Mas Bolsonaro não parou por ai. Na entrevista à imprensa, na manhã desta segunda-feira, agiu em desrespeito a memória dos dois defensores da floresta. Bolsonaro minimizou o desaparecimento dos dois, ao responder as críticas e pedidos de empenho nas buscas por parte do ministro Luís Roberto Barroso, do STF. “(…) são dezenas de milhares de pessoas que desaparecem todo ano no Brasil. Ele se preocupou apenas com esses dois. Nós, via nosso Ministério da Mulher e dos Direitos Humanos, nos preocupamos com todos os desaparecidos no Brasil”, afirmou Bolsonaro.
O discurso se assemelha ao que o presidente e as lideranças bolsonaristas tem utilizado diante de todo caso grave de violação aos direitos humanos e liberdades. Desde o assassinato de Marielle Franco, até a morte por asfixia de Genivaldo de Jesus, o discurso da extrema direita é questionar porque tanta repercussão para a morte, comparando-a com “todas as outras” que ocorrem. Em uma desumanidade, tentam na verdade conter a indignação, a revolta e a mobilização contra os assassinatos, naturalizando a morte de ativistas e lideranças populares e também de vítimas da violência e de operações policiais.
O discurso de Bolsonaro é hipócrita, pois tampouco seu governo fez algo de fato pelos milhares de pessoas desaparecidas no Brasil. Ao contrário, seu discurso de violência ajuda a aumentar a quantidade de desaparecidos, especialmente adolescentes negros e negras, que são executados como parte da guerra às drogas.
Na verdade, o que o governo tenta fazer é se livrar da responsabilidade pelas duas mortes. Mas Bolsonaro é culpado. Não faltaram alertas e avisos sobre a ação de garimpeiros, traficantes e caçadores na região. Só neste ano foram cinco documentos, entregues pela organização indígena da qual Bruno Pereira era consultor. Também é de sua responsabilidade a falta de empenho e agilidade nas buscas, logo que o desaparecimento de ambos foi confirmado.

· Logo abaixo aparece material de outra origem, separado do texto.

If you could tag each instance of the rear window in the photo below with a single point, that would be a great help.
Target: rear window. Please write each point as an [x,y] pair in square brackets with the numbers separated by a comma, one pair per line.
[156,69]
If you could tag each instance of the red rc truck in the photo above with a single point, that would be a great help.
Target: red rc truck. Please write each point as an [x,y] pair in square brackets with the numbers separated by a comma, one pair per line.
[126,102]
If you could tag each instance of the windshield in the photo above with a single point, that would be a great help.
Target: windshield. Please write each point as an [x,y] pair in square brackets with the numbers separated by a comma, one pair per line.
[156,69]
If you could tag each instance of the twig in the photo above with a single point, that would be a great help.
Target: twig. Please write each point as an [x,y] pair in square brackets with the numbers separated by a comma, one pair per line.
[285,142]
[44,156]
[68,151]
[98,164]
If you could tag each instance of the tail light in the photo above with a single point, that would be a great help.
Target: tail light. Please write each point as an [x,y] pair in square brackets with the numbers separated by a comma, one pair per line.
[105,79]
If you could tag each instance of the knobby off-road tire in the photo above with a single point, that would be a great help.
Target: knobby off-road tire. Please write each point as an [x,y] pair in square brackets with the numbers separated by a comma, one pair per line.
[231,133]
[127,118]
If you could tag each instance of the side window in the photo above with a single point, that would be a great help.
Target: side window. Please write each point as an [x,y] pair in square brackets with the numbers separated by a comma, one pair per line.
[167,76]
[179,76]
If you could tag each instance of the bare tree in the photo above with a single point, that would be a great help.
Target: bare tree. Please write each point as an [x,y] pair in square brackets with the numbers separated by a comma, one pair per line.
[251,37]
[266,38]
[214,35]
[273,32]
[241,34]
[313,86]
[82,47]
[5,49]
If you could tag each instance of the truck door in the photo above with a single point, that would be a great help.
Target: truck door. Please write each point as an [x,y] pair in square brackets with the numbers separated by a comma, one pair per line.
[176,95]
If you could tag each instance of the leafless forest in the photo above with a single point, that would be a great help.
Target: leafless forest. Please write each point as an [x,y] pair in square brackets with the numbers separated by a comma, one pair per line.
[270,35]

Bolsonaro tem um lado neste caso, e não é o da floresta e dos povos indígenas. Sua política é ecocida e anti-indigena, e só beneficia madeireiros, garimpeiros e o agronegócio. A maior prova foi que, em 2019, Bruno Pereira foi exonerado da coordenação da Fundação Nacional do Índio (Funai) um dia após coordenar uma operação que expulsou centenas de garimpeiros e queimou dragas e equipamentos dos invasores. Em vez de ser homenageado, Bruno foi afastado da função de comando, restando-lhe apenas a opção de uma licença sem vencimento. Escolheu seguir sua luta em defesa dos povos indígenas junto com eles, em campo, em vez de assistir em um escritório da Funai, impotente, a conivência do órgão e do governo com a destruição da floresta e da vida indígena.
Esse crime não pode ficar impune. Dom Phillips e Bruno Pereira merecem justiça.